2. Respecto a que la supresión de empleos se adoptó sin el rubro presupuestal necesario para cubrir las indemnizaciones: Explica el actor que a pesar de que se expidió un certificado de disponibilidad presupuestal, la administración no contaba con el rubro necesario para sufragar las indemnizaciones inherentes al proceso de supresión de cargos.

Si bien es cierto que en vigencia de la ley 27 de 1992, el artículo 16 del decreto 1223 de 1993 requirió para la supresión de empleos de carrera, la existencia previa de la disponibilidad presupuestal suficiente para sufragar los gastos que pudieran demandar las indemnizaciones correspondientes, también lo es que en el sub-lite existía el rubro suficiente para cubrirlas, pues se encontraban vigentes en el momento de la supresión los decretos 024 y 025 de 1998 (fls. 18, 129).
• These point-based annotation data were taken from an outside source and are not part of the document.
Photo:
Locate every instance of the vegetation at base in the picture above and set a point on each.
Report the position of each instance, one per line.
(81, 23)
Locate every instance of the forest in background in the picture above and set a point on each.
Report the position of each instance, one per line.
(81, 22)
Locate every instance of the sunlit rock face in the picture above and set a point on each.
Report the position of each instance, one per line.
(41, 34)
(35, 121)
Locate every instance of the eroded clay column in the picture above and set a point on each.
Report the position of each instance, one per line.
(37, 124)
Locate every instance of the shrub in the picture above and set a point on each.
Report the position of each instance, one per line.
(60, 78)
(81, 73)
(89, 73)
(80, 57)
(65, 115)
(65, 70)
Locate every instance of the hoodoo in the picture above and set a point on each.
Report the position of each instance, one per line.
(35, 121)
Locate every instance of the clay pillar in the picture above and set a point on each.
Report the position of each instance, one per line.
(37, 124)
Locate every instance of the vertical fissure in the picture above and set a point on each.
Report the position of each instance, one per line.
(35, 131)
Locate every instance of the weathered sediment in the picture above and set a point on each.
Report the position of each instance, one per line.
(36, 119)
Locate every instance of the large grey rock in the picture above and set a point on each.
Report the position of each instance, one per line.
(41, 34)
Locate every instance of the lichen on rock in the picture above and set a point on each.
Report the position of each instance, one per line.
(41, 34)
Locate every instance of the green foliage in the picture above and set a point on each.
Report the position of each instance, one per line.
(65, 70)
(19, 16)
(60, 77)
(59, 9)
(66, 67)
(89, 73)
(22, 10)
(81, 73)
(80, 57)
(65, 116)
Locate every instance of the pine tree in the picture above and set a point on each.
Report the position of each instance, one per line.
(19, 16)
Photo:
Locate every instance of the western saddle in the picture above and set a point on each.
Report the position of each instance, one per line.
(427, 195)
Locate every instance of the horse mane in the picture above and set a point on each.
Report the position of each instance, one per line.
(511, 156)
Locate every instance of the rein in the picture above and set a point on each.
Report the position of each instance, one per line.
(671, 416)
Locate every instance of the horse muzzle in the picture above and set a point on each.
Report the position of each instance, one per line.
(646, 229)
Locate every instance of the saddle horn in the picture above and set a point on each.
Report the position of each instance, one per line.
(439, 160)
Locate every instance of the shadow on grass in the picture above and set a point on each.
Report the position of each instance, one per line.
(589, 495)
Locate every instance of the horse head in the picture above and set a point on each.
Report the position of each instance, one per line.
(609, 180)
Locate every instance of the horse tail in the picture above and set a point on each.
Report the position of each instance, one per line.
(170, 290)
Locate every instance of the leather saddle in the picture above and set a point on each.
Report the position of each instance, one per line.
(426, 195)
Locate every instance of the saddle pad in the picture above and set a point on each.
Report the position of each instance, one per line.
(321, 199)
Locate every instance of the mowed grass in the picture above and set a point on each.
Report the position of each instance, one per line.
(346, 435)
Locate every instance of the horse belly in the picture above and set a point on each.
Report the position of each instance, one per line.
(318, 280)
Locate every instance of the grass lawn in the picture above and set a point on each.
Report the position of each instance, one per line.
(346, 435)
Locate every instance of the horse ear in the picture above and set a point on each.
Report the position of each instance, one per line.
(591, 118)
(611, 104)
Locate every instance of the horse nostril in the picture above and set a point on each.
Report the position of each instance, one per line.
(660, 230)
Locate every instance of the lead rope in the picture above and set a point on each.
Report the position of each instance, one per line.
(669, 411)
Normativa que liquidó en esa anualidad el presupuesto general de rentas y gastos del Distrito Especial, Industrial y Portuario de Barranquilla, y reservó lo concerniente a pasivos laborales e indemnizaciones (fls. 142, 143). Es necesario aclarar que el requisito normativo de orden presupuestal expuesto tiene por finalidad garantizar el pago de las indemnizaciones que se hubieran causado por la supresión de empleos y en este sentido es un requisito adjetivo al acto de supresión. Si la finalidad perseguida por tal requisito se cumplió a cabalidad, sería ilógico anular el acto principal por el incumplimiento de un requisito accesorio de garantía.

Por lo expuesto, la Sala tampoco encuentra configurada la falsa motivación invocada en este punto. Los anteriores planteamientos son suficientes para mantener la legalidad del acto acusado y confirmar la sentencia del a-quo, que denegó las pretensiones de la demanda En mérito de lo expuesto, el Consejo de Estado, Sala de lo Contencioso Administrativo, Sección Segunda, Sub Sección “A” administrando justicia en nombre de la República y por autoridad de la Ley, F A L L A CONFIRMASE la sentencia de dieciséis (16) de febrero de dos mil cinco (2005), proferida por el Tribunal Administrativo de Atlántico, en el proceso promovido por FERNANDO ENRIQUE BELTRAN BLANCO contra el DISTRITO

ESPECIAL, INDUSTRIAL Y PORTUARIO DE BARRANQUILLA.

Cópiese, notifíquese, devuélvase el expediente al Tribunal de origen y cúmplase. La anterior providencia la estudió y aprobó la Sala en sesión de la fecha.